Sui grassi idrogenati. Perchè non usare la margarina.

Margarina
Margarina
Fino ad ora ho cercato di non vessare nessun cibo in particolare, proprio perché mi fido della capacità dell’organismo di trasformare e ammortizzare gli effetti anche dannosi che alcuni cibi possono provocare.
E’ anche vero, però, che questa capacità è attiva in quegli organismi che mantengono uno standard generale abbastanza equilibrato. Stiamo parlando di soggetti non affetti da sindromi o patologie croniche, abbastanza giovani (gli organismi giovani, si sa, compensano meglio) e , soprattutto, non stressati.
Con ciò abbiamo escluso forse il 70% della popolazione nazionale. Perciò, fatte salve le eccezioni che non fanno la regola, occorre sapere che alcuni alimenti, da qualsiasi parte li prendi, non sono proprio adatti ai nostri processi metabolici. Mi riferisco soprattutto ai prodotti che escono dalle industrie di trasformazione alimentare.

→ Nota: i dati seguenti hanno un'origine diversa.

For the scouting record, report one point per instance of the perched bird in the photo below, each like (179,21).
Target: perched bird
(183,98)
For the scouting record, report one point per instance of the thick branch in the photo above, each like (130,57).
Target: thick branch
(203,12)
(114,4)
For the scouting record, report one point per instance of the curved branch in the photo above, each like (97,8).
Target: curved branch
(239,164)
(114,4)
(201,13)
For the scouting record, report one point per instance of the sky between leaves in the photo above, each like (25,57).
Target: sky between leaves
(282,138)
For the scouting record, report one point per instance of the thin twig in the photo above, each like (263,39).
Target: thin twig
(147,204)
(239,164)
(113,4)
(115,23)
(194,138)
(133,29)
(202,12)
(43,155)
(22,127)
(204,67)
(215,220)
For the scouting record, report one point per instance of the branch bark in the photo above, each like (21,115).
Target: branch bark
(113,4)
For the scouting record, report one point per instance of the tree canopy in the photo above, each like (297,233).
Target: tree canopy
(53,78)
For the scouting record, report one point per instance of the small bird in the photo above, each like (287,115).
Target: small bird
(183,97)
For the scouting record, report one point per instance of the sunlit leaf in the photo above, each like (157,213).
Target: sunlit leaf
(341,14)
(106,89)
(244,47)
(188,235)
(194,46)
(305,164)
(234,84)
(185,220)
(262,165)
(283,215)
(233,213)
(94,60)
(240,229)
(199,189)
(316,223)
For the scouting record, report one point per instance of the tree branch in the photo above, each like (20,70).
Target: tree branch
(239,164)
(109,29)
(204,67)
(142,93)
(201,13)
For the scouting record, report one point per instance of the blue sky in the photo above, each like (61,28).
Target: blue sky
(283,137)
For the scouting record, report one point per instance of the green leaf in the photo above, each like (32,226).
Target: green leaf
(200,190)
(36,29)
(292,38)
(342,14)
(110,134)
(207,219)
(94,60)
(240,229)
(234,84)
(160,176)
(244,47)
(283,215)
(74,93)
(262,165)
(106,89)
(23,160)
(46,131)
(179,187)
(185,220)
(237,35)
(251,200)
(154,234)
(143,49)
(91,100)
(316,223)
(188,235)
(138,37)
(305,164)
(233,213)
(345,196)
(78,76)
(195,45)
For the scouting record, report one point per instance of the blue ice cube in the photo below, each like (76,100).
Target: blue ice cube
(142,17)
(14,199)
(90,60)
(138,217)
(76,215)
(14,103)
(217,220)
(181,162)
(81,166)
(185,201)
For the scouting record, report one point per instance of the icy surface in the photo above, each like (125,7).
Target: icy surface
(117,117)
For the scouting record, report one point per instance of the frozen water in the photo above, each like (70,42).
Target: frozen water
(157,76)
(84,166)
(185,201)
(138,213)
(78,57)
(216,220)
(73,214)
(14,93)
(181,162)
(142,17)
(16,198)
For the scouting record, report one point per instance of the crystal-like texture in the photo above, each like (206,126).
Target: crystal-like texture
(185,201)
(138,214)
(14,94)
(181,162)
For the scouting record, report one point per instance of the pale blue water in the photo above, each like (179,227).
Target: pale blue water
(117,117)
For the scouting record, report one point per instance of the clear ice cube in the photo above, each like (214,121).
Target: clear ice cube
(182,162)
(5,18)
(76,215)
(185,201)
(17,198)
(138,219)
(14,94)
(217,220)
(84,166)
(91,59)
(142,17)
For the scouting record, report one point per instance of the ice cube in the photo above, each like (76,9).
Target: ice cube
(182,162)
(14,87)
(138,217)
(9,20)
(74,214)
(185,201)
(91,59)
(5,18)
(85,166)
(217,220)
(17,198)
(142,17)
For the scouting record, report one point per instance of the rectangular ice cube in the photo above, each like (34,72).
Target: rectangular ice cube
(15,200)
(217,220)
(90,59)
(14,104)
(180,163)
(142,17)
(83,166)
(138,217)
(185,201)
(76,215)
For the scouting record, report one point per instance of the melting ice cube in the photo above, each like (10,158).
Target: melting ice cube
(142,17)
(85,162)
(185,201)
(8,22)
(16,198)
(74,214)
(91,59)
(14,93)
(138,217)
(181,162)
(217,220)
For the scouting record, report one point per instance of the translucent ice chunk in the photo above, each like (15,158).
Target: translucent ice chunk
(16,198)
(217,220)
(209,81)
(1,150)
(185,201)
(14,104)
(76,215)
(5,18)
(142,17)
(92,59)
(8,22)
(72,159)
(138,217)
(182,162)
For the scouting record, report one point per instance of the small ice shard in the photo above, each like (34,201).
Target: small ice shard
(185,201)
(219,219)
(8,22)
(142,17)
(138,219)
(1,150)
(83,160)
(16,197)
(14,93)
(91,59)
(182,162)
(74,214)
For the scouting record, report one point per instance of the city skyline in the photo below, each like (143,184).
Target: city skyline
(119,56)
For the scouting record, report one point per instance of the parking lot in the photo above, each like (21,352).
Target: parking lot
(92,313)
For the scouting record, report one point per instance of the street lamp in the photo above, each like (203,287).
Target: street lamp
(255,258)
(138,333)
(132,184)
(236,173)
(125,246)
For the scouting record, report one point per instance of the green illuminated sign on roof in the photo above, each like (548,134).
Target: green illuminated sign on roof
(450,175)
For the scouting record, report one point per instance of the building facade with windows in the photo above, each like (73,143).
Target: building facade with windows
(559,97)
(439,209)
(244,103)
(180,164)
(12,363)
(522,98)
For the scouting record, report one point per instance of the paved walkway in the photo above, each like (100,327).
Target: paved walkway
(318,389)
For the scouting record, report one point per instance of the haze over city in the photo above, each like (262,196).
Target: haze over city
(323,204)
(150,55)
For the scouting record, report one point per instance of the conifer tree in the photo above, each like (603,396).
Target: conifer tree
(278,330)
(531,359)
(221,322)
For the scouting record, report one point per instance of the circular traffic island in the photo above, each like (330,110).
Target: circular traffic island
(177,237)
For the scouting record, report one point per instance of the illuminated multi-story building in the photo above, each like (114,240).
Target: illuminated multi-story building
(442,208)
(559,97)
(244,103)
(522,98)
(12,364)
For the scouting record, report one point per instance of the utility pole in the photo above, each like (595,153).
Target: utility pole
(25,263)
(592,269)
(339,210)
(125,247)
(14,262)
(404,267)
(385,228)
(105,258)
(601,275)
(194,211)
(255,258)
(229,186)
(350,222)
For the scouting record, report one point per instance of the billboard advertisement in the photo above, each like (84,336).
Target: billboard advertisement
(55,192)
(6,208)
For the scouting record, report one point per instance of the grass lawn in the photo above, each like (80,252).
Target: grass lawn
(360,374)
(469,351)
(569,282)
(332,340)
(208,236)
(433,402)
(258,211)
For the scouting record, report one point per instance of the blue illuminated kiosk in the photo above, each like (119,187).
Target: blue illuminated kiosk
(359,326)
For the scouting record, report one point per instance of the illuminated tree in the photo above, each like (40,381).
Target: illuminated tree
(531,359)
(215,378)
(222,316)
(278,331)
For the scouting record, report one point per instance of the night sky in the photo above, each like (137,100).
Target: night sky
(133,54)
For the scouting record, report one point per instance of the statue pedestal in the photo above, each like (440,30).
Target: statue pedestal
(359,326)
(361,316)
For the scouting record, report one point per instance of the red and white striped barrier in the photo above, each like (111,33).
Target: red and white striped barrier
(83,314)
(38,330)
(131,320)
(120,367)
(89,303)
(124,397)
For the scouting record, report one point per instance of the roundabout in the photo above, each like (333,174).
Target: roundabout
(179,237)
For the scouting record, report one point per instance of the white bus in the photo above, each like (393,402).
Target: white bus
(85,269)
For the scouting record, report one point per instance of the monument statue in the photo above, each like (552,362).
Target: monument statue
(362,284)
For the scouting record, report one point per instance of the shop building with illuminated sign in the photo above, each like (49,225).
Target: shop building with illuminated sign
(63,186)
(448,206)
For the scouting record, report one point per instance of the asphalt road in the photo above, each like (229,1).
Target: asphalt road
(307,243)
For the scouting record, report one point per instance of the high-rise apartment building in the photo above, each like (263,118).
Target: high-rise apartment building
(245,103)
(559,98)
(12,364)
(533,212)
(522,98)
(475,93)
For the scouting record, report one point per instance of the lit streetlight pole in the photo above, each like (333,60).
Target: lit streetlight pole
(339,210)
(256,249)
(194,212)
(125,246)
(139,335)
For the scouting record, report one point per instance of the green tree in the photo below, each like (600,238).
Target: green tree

Il Cibo Amico, cui faccio sempre riferimento, è fatto principalmente di materie prime non compromesse dalla trasformazione industriale. Quello raffinato e preconfezionato non sempre rientra tra gli “amici”. Uno di questi è la margarina, un prodotto sintetico, spacciato qualche anno fa come dietetico e preferibile rispetto al Burro, ma che in realtà è frutto di un processo chimico che si chiama Idrogenazione. Gli oli vegetali vengono resi solidi e per questo più adatti ad una lunga conservazione attraverso l’aggiunta di Idrogeno. Certamente non siete tra quelli che hanno della Margarina in frigorifero, ma questa subdola categoria dei grassi idrogenati, è più diffusa di quanto si creda, essendo tra gli ingredienti di condimenti, numerosi prodotti da forno – crackers e biscotti ad esempio- , fritti e preconfezionati. Certo questo tipo di grassi aiuta la conservazione, ma all’interno dell’organismo non vengono metabolizzati come i grassi naturali e si trasformano in scorie nocive per la salute. Perciò invece di fare la guerra ai grassi, quelli veri, occorre imparare a scegliere e a osservare con attenzione ciò che entra nel nostro corpo, e quante trasformazioni manipolatorie ha subito prima di entrare attraverso la nostra bocca.
Qualcuno potrà obiettare “anche cucinare è una manipolazione”, è vero, ma ha un plus valore che è rappresentato dalla cura di chi prepara, che sappiamo può rendere il cibo ancora più nutriente.